Metropolitan.

La gente me empuja sin querer con el movimiento continuo del tren subterráneo. Cada uno tiene un destino diferente, una vida separada y de alguna manera entrelazada con todos los que estamos aquí. Tal vez aquella señora de la esquina del vagón que llora y frunce el ceño hacia su húmedo pañuelo esta molesta con la vida porque el primo del mejor amigo de la hermana de ese chico con pinta de rapero le ha roto el corazón. Tal vez los niños que se golpean con suavidad y camaradería cuando su madre esta demasiado ocupada pretendiendo que no existen terminen por ser los profesores de los hijos de esa pareja de jóvenes besándose en los asientos cercanos a la puerta. Tal vez el mundo realmente es un pañuelo.
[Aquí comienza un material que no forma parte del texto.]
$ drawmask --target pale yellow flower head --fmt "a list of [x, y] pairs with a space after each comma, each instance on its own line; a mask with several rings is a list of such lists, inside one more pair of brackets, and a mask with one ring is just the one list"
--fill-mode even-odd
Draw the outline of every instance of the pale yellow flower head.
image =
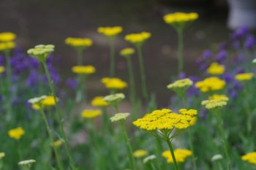
[[20, 127], [12, 128], [8, 131], [9, 137], [16, 140], [20, 139], [22, 136], [25, 134], [25, 131]]
[[81, 116], [86, 119], [91, 119], [102, 115], [99, 109], [85, 109], [82, 112]]
[[75, 66], [72, 68], [72, 72], [78, 74], [91, 74], [95, 72], [95, 67], [93, 66]]
[[212, 75], [220, 75], [225, 72], [225, 66], [218, 63], [212, 63], [206, 69], [206, 72]]
[[108, 37], [114, 37], [123, 31], [121, 26], [113, 26], [113, 27], [99, 27], [98, 32]]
Lo único que puedo esperar es que no esté lleno de lágrimas y sí de alegrías.

Estoy por ir a verte. ¿Estás emocionado? Espero que sí; al menos yo lo estoy. Hace meses que no te veo. ¿Cuándo fue la última vez? ¿Aquella en que nos tomamos una copa en aquél elegante yate al que ni siquiera había sido invitada? Tenías razón con respecto a los vestidos caros y los tacones que simulan ser de diseñador: te abren todas las puertas. Aunque honestamente sólo me interesa que me abran aquellas puertas que me puedan llevar a ti. ¿Me estarás esperando con los brazos abiertos y una de esas encantadoras sonrisas que me hacen querer vomitar mariposas en palabras de amor o pretenderás que somos amigos de alguna época pasada? Me gustaría decir que me importa el contexto de nuestro encuentro, pero honestamente sólo me interesa el derivado. El estar entre tus brazos y todo ese tipo de cosas que no diré porque temo sonar como las chicas de las películas románticas que tanto detestas ver.
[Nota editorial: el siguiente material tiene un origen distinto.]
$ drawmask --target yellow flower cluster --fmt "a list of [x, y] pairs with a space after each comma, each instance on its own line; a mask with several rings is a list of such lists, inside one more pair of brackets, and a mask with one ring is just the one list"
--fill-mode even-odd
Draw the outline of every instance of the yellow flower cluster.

Para cuando el tren se detiene y escucho la agradable voz femenina anunciar «Chátelet Les Halles» empiezo a murmurar un «Con permiso. Señor, ¿me daría permiso de pasar, por favor? Gracias. Sí, por favor, permiso», hasta que la misma gente me arroja fuera del tranvía y camino con tranquilidad por la estación arreglando ese vestido de polka negro y blanco que aun no has visto. Honestamente espero que te guste, después de todo lo compré para ti. Sé que poco importará cuando este en el piso de la habitación de un hotel barato, pero aun así, me causa un poco de ilusión ver tu rostro ante la sorpresa. ¿Iremos a ese cruzando Pont Neuf? Porque de haber sabido que caminaríamos habría traído flats. Y no, no es queja, sólo un heads up para la próxima vez.
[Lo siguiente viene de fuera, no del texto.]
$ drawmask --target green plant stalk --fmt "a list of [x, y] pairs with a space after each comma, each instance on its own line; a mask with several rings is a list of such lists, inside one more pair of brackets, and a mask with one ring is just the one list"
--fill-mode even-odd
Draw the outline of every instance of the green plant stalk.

De milagro cuando subo las escaleras que me sacarán del sistema de subterráneos no hay gente que me empuje contra los barandales de fierro. La tela del vestido parece fundirse bajo las yemas de mis dedos cuando lo aliso antes de salir. Entonces me doy cuenta que realmente no importa cómo se vea mi ropa o que haya intentado que mi cabello cayera de manera natural sobre mis hombros; porque sí, tu estás ahí, pero también lo esta ella.

Ella, la del cabello rubio y los ojos verdes que brillan magníficos cuando besas sus manos y le dices que esa noche cenarán fuera. Ella, con su perfecta altura que parece encajar precisamente bajo tu barbilla y el acento francés que seduce hasta el más reacio amante. Ella, con la argolla envolviendo su dedo anular y la firma en esa acta de matrimonio que lleva tu nombre al inicio de la hoja. Así que me mojo los labios resecos por las palabras que se escurrieron sin querer y vuelvo a alisarme el vestido.

Ya será otro día. Ese día le perteneces a ella. No, ¿a quién engaño? Todos los días le perteneces a ella y yo sólo puedo aprovechar esas horas robadas de un matrimonio infeliz y forzado por el tiempo y la costumbre. Sonrío; ya será otro día, amor mío.